Lunes, 22.01.2018 - 05:12 h

Investigadores del CSIC estudian cómo recuperar el sabor de las variedades comerciales de tomate

Investigadores del CSIC estudian cómo recuperar el sabor de las variedades comerciales de tomate

El tomate es la hortaliza de mayor valor cultivada en el mundo y constituye una importante fuente de micronutrientes en la dieta humana.
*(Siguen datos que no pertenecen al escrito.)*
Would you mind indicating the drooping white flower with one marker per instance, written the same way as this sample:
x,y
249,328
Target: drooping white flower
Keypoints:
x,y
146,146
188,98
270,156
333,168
Actualmente, el deterioro en la calidad del sabor del tomate comercial moderno en relación con las variedades tradicionales es una de las principales causas de queja de los consumidores, según ha informado el CSIC en un comunicado.

El profesor de investigación del CSIC, Antonio Granell, ha explicado que "para abordar el problema del sabor del tomate, hemos realizado un estudio exhaustivo de la química y la genética del sabor del tomate".

"El sabor de cualquier alimento es la suma de las interacciones entre el gusto y el olfato. En el tomate, los azúcares y los ácidos activan los receptores gustativos, mientras que un conjunto diverso de compuestos volátiles activan los receptores olfativos", ha indicado Granell, que ha añadido que "es precisamente la cantidad y proporción relativa de estos compuestos volátiles lo que es esencial para un buen sabor".

Para comprender y, en última instancia, corregir la deficiencia del sabor del tomate, los investigadores han cuantificado el sabor de los compuestos químicos de 398 variedades tradicionales, modernas y algunas silvestres de tomate.

Posteriormente, evaluaron un subconjunto de estas variedades de tomate en paneles de consumidores, para así identificar los compuestos químicos que más contribuían al sabor y al gusto de los tomates.

"Nuestro estudio nos ha permitido descubrir que las variedades comerciales modernas del tomate contienen cantidades significativamente menores de muchos de los compuestos químicos relacionados con el sabor que otras variedades más antiguas", ha indicado..

La resecuenciación del genoma de esas mismas 398 variedades de tomate ha servido para llevar a cabo una asociación genómica e identificar marcadores genéticos que afectan a la mayoría de los compuestos químicos que tienen relación con el sabor del tomate, incluyendo azúcares, ácidos y compuestos volátiles.

En algunos casos, incluso han identificado variaciones a nivel de nucleótido que permiten "predecir cuál es el gen responsable de la alteración en los niveles de determinados compuestos volátiles y cómo eso afecta al sabor", ha añadido Granell.

Los resultados del trabajo, en el que también han participado la Chinese Academy of Agricultural Sciences, la University of Florida y la Hebrew University of Jerusalem, permiten comprender mejor las bases moleculares y genéticas de las deficiencias de sabor en las variedades comerciales modernas del tomate, y aportan la información necesaria para recuperar su sabor a través de la cría molecular.